First, we found that the therapeutic effects of focusing on confidence are only temporary. Confidence was linked to more detrimental, longer-term effects, such as self-criticism, self-doubt, and overall poorer mental health. For instance, even when some women were unfairly treated in an evaluation or promotion, or suffered intimidation by male colleagues, they felt regretful that they did not “put themselves out there” or “seize opportunities” in those difficult moment(s). Rather than attributing culpability to their supervisors or colleagues, women tended to take full responsibility for matters outside of their control and, moreover, self-blamed. In psychoanalysis, self-blaming is a destructive and painful response to a physical loss or disappointment. The women in our study recognized that they had been unfairly treated. However, rather than directing their energy towards the organization, they were more likely to self-blame as a way to maintain the fantasy that their ambitions could be attained by exuding the right amount of self-confidence.

Second, a focus on self-confidence is an individually oriented strategy, and distracts senior leaders from addressing more entrenched organizational barriers to gender equality, including stereotyping, work design, and the privileging of line roles over functional roles, which are more likely to be filled by women.

Third, the overt focus on confidence leaves intact the underlying assumption that continuously exuding confidence is a positive aspiration. Our research on inclusive leadership presents a more nuanced picture. While confidence may be valuable in some situations (such as uncertainty), demonstrating humility and vulnerability has a humanizing effect necessary for creating psychological safety in others, and relatability. In other words, reflection, and openness can be healthy and valuable in terms of creating a more inclusive workplace.

How Leaders Can Respond

At a practical level, leaders can help address the over-emphasis on confidence as a strategy to advance women, and other underrepresented groups, by:

1. Declaring a moratorium on the word “confidence.”

Until leaders can be certain that the confidence narrative is not gendered and weaponized against women, we recommend that the focus on confidence be suspended, particularly in feedback sessions, performance, and promotion reviews. This will force leaders to look for alternative ways to build women’s capabilities (e.g. through visible leadership opportunities), and analyze more deeply organizational roadblocks to their career progression.

2. Valuing vulnerability.

A more diverse workforce is calling into question old styles of leadership behavior and normative standards that have privileged incumbent groups. Placing more value on demonstrating humility and vulnerability can help to correct the overweighting of value placed on exuding confidence. Leaders have the opportunity to foster and applaud the demonstration of these behaviors rather than tamping them down.

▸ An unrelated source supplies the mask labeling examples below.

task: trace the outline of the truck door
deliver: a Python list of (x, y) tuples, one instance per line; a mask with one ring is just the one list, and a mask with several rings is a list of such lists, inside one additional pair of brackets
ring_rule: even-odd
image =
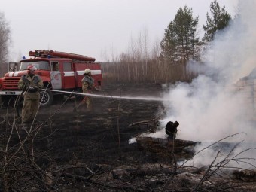
[(62, 88), (61, 73), (59, 72), (59, 62), (53, 61), (50, 62), (50, 80), (53, 90)]
[(75, 88), (75, 72), (72, 62), (63, 62), (64, 89)]

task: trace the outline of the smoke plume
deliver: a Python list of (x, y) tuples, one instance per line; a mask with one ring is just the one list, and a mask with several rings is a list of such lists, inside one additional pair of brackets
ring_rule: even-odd
[[(217, 32), (204, 55), (201, 75), (190, 84), (177, 83), (166, 93), (165, 98), (171, 102), (164, 102), (167, 112), (161, 126), (165, 127), (168, 121), (179, 122), (178, 139), (206, 143), (245, 133), (225, 142), (245, 140), (239, 145), (243, 148), (251, 147), (247, 144), (256, 142), (254, 107), (246, 100), (245, 91), (238, 91), (234, 84), (256, 67), (254, 8), (255, 0), (239, 1), (236, 16), (224, 31)], [(157, 136), (164, 136), (163, 130), (156, 133)], [(203, 147), (198, 146), (197, 150)], [(211, 152), (207, 153), (205, 155), (209, 157)], [(200, 162), (206, 163), (202, 159)]]

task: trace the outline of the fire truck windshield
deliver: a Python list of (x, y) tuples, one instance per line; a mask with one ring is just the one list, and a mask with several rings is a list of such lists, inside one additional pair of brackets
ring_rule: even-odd
[(20, 62), (20, 71), (26, 70), (29, 65), (32, 65), (38, 69), (50, 71), (50, 63), (47, 61), (22, 61)]

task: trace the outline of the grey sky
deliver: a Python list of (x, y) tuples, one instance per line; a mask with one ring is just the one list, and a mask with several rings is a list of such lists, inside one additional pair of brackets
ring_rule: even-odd
[[(132, 37), (147, 32), (150, 43), (162, 39), (164, 29), (185, 5), (199, 16), (203, 33), (213, 0), (0, 0), (12, 32), (10, 60), (47, 49), (111, 59), (128, 47)], [(237, 0), (219, 0), (233, 16)], [(103, 56), (104, 55), (104, 56)]]

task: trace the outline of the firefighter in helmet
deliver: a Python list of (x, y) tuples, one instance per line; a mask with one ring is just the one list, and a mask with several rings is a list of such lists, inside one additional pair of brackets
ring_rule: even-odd
[[(84, 70), (84, 78), (81, 80), (84, 93), (92, 93), (93, 90), (99, 90), (95, 87), (94, 79), (92, 77), (92, 73), (90, 69), (86, 69)], [(78, 111), (81, 106), (84, 104), (87, 104), (88, 111), (93, 111), (93, 98), (88, 95), (84, 95), (84, 99), (79, 103), (78, 106), (74, 108), (74, 111)]]
[(39, 90), (44, 87), (44, 83), (38, 75), (35, 74), (37, 69), (32, 65), (27, 67), (28, 72), (19, 81), (18, 87), (24, 90), (24, 101), (21, 114), (23, 123), (32, 122), (40, 105)]

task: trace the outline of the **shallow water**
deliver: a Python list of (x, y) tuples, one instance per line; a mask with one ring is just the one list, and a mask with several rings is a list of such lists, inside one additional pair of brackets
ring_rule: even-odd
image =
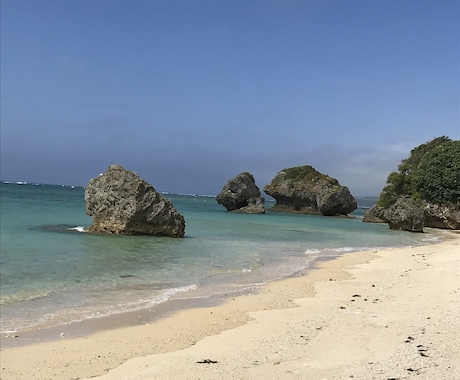
[(2, 332), (224, 294), (292, 275), (316, 257), (435, 239), (362, 223), (363, 209), (356, 218), (246, 215), (177, 194), (165, 196), (185, 217), (184, 239), (91, 235), (75, 229), (92, 223), (83, 188), (0, 186)]

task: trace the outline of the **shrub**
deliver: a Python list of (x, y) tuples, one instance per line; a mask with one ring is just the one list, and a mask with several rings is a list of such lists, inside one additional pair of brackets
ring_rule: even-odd
[(398, 171), (388, 176), (378, 206), (390, 207), (401, 196), (437, 204), (457, 202), (460, 197), (459, 144), (458, 140), (441, 136), (412, 149)]

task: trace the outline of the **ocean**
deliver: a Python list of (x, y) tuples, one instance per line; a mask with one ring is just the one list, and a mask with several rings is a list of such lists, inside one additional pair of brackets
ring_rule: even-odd
[(164, 194), (186, 220), (185, 238), (82, 231), (84, 188), (1, 183), (1, 332), (56, 327), (205, 299), (294, 275), (319, 257), (427, 244), (429, 234), (354, 218), (229, 213), (214, 197)]

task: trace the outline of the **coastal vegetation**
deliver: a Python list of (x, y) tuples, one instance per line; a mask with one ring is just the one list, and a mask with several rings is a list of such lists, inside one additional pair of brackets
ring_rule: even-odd
[(416, 203), (456, 204), (460, 201), (460, 140), (437, 137), (412, 149), (390, 173), (377, 205), (388, 208), (400, 197)]

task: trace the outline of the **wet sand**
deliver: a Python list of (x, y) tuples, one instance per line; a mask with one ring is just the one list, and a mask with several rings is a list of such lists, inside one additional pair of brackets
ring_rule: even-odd
[(460, 235), (443, 235), (155, 321), (2, 337), (1, 379), (458, 379)]

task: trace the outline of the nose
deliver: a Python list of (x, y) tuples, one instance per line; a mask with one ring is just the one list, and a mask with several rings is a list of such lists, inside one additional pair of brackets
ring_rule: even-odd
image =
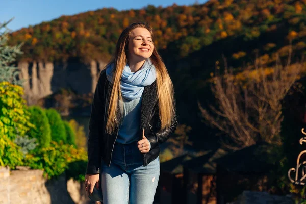
[(146, 40), (144, 40), (143, 42), (142, 42), (142, 44), (147, 45), (148, 44), (148, 41)]

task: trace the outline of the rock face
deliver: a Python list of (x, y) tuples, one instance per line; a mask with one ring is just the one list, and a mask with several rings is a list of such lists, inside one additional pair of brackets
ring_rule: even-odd
[(43, 177), (41, 170), (16, 170), (0, 167), (0, 204), (90, 204), (83, 182)]
[(89, 64), (19, 62), (19, 78), (24, 80), (25, 97), (29, 105), (61, 88), (78, 94), (94, 92), (100, 70), (107, 63), (92, 61)]
[(294, 204), (288, 196), (270, 195), (266, 192), (243, 191), (237, 201), (233, 204)]

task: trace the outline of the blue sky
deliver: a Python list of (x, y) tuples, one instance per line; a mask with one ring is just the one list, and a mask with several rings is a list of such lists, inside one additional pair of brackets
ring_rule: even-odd
[[(198, 0), (202, 4), (206, 0)], [(154, 3), (152, 3), (154, 2)], [(174, 3), (178, 5), (190, 5), (196, 0), (4, 0), (0, 6), (0, 22), (14, 19), (8, 27), (15, 31), (29, 25), (57, 18), (62, 15), (70, 15), (104, 7), (119, 10), (140, 9), (149, 4), (166, 7)]]

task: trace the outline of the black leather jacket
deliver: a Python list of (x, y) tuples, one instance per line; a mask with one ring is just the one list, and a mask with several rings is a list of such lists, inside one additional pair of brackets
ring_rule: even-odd
[[(114, 134), (105, 133), (109, 101), (109, 90), (112, 84), (106, 78), (105, 71), (102, 71), (96, 87), (91, 107), (89, 121), (89, 134), (87, 142), (88, 162), (86, 174), (101, 172), (101, 160), (109, 166), (115, 142), (118, 136), (118, 128)], [(143, 165), (145, 166), (159, 155), (161, 144), (168, 139), (175, 129), (177, 123), (174, 122), (168, 129), (160, 130), (156, 83), (144, 87), (141, 101), (140, 125), (139, 140), (142, 139), (142, 130), (151, 144), (148, 153), (143, 154)], [(119, 111), (117, 111), (119, 112)]]

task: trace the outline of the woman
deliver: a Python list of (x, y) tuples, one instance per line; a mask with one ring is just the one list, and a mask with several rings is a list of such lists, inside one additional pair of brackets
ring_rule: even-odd
[(85, 190), (105, 204), (152, 203), (160, 175), (159, 144), (176, 128), (173, 88), (153, 43), (152, 28), (121, 33), (101, 71), (89, 122)]

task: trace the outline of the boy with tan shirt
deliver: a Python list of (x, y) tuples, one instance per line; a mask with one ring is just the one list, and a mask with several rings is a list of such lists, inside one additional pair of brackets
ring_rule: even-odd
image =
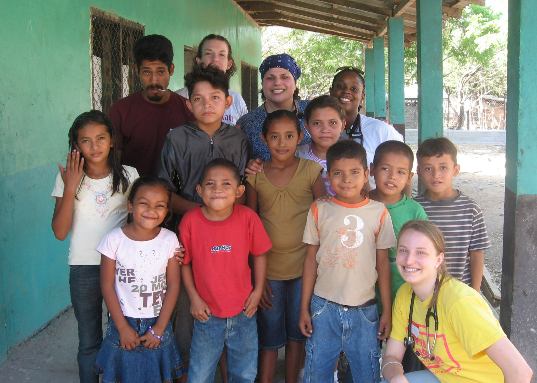
[(326, 163), (336, 196), (311, 205), (303, 239), (307, 249), (299, 324), (308, 337), (304, 381), (331, 381), (344, 351), (355, 382), (376, 383), (379, 339), (389, 335), (391, 316), (386, 310), (379, 319), (375, 283), (383, 306), (390, 307), (391, 219), (383, 204), (360, 194), (368, 175), (361, 145), (340, 141), (328, 149)]

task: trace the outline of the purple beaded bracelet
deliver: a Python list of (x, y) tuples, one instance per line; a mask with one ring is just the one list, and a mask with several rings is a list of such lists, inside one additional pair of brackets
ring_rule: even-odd
[[(162, 339), (162, 336), (159, 336), (158, 335), (157, 335), (157, 334), (156, 334), (155, 333), (155, 332), (153, 331), (153, 329), (152, 329), (151, 328), (150, 326), (149, 326), (149, 332), (151, 333), (151, 334), (153, 334), (153, 336), (154, 337), (156, 338), (157, 339), (158, 339), (158, 340)], [(162, 335), (163, 335), (164, 334), (162, 334)]]

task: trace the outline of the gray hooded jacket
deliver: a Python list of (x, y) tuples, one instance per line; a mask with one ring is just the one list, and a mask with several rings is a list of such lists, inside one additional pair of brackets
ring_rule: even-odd
[(201, 171), (210, 161), (220, 158), (233, 162), (243, 174), (251, 158), (246, 135), (235, 125), (222, 122), (212, 139), (195, 123), (187, 122), (166, 136), (156, 176), (167, 180), (185, 199), (203, 203), (196, 192)]

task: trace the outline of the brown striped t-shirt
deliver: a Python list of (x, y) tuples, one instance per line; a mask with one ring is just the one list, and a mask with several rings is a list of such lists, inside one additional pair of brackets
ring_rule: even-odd
[(423, 207), (429, 220), (444, 233), (447, 271), (469, 285), (469, 252), (490, 247), (490, 241), (479, 204), (457, 191), (458, 195), (451, 200), (431, 201), (425, 197), (425, 192), (413, 199)]

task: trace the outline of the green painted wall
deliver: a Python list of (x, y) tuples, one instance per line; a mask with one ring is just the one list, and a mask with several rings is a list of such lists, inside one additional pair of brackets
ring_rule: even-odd
[(403, 18), (388, 19), (390, 122), (404, 123), (404, 25)]
[(537, 47), (532, 2), (509, 3), (505, 186), (515, 195), (537, 194)]
[[(384, 62), (383, 37), (373, 38), (373, 78), (375, 88), (375, 117), (386, 118), (386, 69)], [(366, 104), (367, 106), (367, 104)]]
[(375, 57), (373, 49), (366, 49), (364, 52), (366, 60), (365, 89), (366, 115), (375, 116)]
[[(90, 7), (163, 34), (175, 51), (169, 88), (183, 87), (183, 47), (226, 36), (240, 63), (261, 62), (259, 28), (231, 0), (23, 0), (0, 16), (0, 363), (69, 303), (68, 241), (50, 229), (56, 163), (65, 161), (72, 120), (91, 108)], [(7, 334), (7, 335), (6, 335)]]
[(416, 0), (418, 143), (444, 134), (442, 2)]

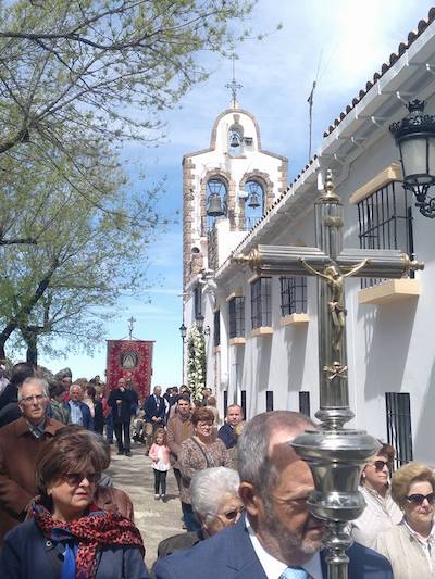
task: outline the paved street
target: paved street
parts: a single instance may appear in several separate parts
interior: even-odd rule
[[[157,545],[162,539],[182,532],[178,489],[172,470],[167,475],[167,503],[154,500],[151,460],[141,444],[133,443],[133,456],[116,455],[112,446],[112,464],[108,473],[115,487],[124,490],[135,505],[135,523],[142,533],[146,562],[150,569],[157,558]]]

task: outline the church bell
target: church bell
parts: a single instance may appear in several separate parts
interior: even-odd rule
[[[209,197],[209,207],[207,210],[207,215],[209,217],[220,217],[224,215],[224,210],[222,207],[222,199],[219,193],[211,193]]]
[[[237,147],[240,147],[240,137],[236,133],[233,133],[232,135],[229,147],[232,147],[233,149],[237,149]]]
[[[249,196],[248,207],[257,209],[260,206],[260,200],[258,193],[253,192]]]

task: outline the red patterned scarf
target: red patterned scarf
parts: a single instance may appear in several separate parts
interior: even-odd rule
[[[137,546],[142,556],[145,549],[140,532],[135,525],[119,513],[107,513],[91,505],[89,514],[61,523],[36,499],[30,506],[35,523],[47,539],[73,540],[78,544],[75,559],[76,579],[92,579],[98,568],[98,551],[104,545]]]

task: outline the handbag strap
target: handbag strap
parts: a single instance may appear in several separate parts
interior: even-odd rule
[[[214,462],[210,461],[210,457],[207,454],[206,450],[202,448],[202,444],[200,442],[198,442],[196,437],[191,437],[191,439],[195,442],[195,444],[198,446],[198,449],[201,451],[203,457],[206,458],[207,468],[211,468],[212,466],[214,466]]]

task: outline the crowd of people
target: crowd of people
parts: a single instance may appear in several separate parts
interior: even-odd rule
[[[141,400],[128,376],[108,392],[98,376],[46,380],[21,363],[0,366],[0,579],[327,577],[311,470],[289,444],[315,427],[307,416],[245,421],[231,404],[221,421],[211,389],[198,401],[157,386]],[[173,471],[185,529],[159,544],[150,571],[132,501],[107,473],[113,436],[129,457],[132,433],[156,501]],[[390,478],[394,456],[383,443],[361,474],[350,579],[435,578],[434,471],[412,462]]]

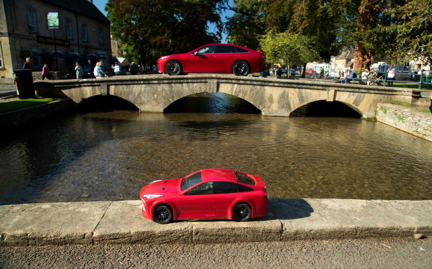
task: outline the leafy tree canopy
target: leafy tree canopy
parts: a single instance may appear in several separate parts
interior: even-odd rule
[[[159,56],[184,53],[219,42],[208,32],[208,22],[221,24],[221,11],[227,0],[109,0],[105,9],[113,37],[125,46],[126,57],[139,59],[138,35],[144,51],[154,61]]]
[[[384,14],[394,19],[381,33],[394,36],[387,50],[393,63],[422,61],[432,64],[432,1],[409,0],[389,8]]]
[[[308,63],[319,59],[318,52],[305,36],[286,31],[277,33],[270,31],[260,39],[267,61],[280,62],[288,66]]]

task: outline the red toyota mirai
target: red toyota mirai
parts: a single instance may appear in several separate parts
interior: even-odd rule
[[[245,222],[267,210],[267,189],[260,177],[226,169],[156,180],[143,188],[140,198],[143,216],[161,224],[177,220]]]
[[[161,57],[158,67],[170,76],[187,73],[234,73],[245,76],[260,72],[265,64],[264,53],[232,44],[209,44],[190,52]]]

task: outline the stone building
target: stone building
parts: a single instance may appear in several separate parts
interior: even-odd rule
[[[0,82],[32,59],[34,73],[44,63],[73,76],[76,61],[110,63],[110,22],[92,0],[2,0],[0,5]],[[54,53],[57,51],[57,54]],[[56,68],[57,67],[57,68]],[[35,77],[35,76],[34,76]]]

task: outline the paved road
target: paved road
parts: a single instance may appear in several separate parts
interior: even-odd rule
[[[0,265],[3,269],[430,269],[432,239],[3,247],[0,248]]]

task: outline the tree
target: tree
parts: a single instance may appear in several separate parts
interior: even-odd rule
[[[222,23],[220,12],[226,2],[109,0],[105,9],[111,22],[111,34],[125,46],[126,57],[135,61],[140,59],[138,35],[141,33],[144,50],[154,62],[161,55],[185,52],[219,42],[220,32],[208,32],[207,23]],[[152,54],[153,51],[156,53]]]
[[[288,31],[276,33],[270,31],[260,39],[260,44],[266,53],[267,61],[277,63],[282,60],[288,70],[292,64],[319,58],[318,52],[306,37]]]
[[[432,64],[432,1],[409,0],[384,13],[395,19],[381,32],[394,36],[387,50],[392,63],[419,60]]]

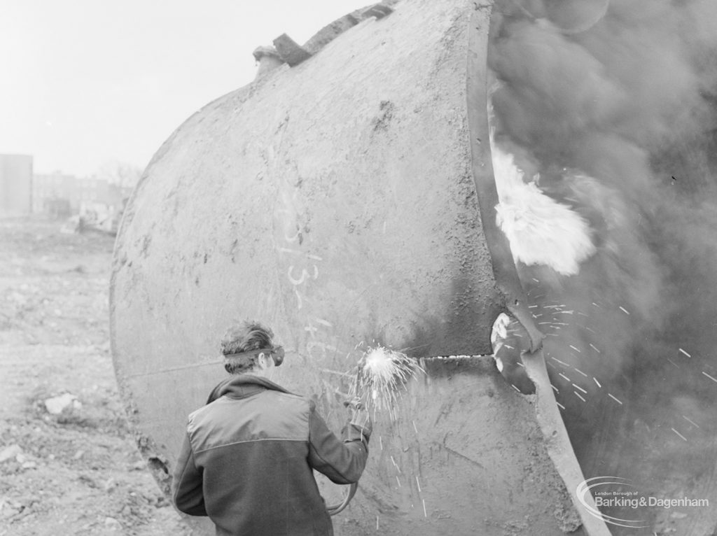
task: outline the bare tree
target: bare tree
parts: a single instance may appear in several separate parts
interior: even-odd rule
[[[110,161],[100,167],[97,176],[99,178],[105,179],[110,184],[121,188],[134,188],[142,176],[142,168],[127,162]]]

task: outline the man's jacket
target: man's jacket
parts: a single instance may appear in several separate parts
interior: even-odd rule
[[[367,431],[347,424],[338,439],[313,402],[263,378],[222,382],[189,416],[174,474],[174,504],[208,515],[222,536],[331,536],[312,469],[357,482]]]

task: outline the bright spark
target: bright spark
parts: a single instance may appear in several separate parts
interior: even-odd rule
[[[368,400],[374,411],[385,410],[392,415],[400,389],[419,370],[422,372],[416,361],[404,353],[382,346],[369,348],[358,364],[356,394]]]
[[[717,383],[717,378],[715,378],[714,376],[711,376],[709,374],[708,374],[704,370],[702,371],[702,373],[704,374],[706,376],[707,376],[711,380],[712,380],[712,381],[713,381],[715,383]]]

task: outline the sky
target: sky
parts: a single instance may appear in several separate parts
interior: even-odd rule
[[[0,153],[35,173],[143,168],[198,109],[366,0],[0,0]],[[169,7],[171,6],[171,7]]]

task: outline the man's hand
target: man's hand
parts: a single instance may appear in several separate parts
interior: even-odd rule
[[[343,405],[348,408],[351,412],[351,417],[348,422],[351,424],[361,426],[370,435],[374,429],[374,425],[371,421],[371,416],[361,399],[356,396],[351,400],[346,401]]]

3. Redesigning training programs.

Some organizations offer “women only” confidence building courses, reinforcing confidence as a gendered need. If individuals do require help in building their self-esteem, then as a bare minimum we suggest that such courses are based on individual needs, i.e. not limited by gender identity.

Women are frequently proffered admonitions about confidence, intended as “well-meaning” career advice, only to find themselves walking an enervating tightrope of exuding just the “perfect” amount of self-confidence: a psychological challenge men rarely face. Not only is this damaging to women’s mental well-being but the focus on self-confidence also deftly distracts leaders from addressing structural barriers to gender equity. We suggest that this risk/reward profile means it is now time to declare a moratorium on the confidence narrative.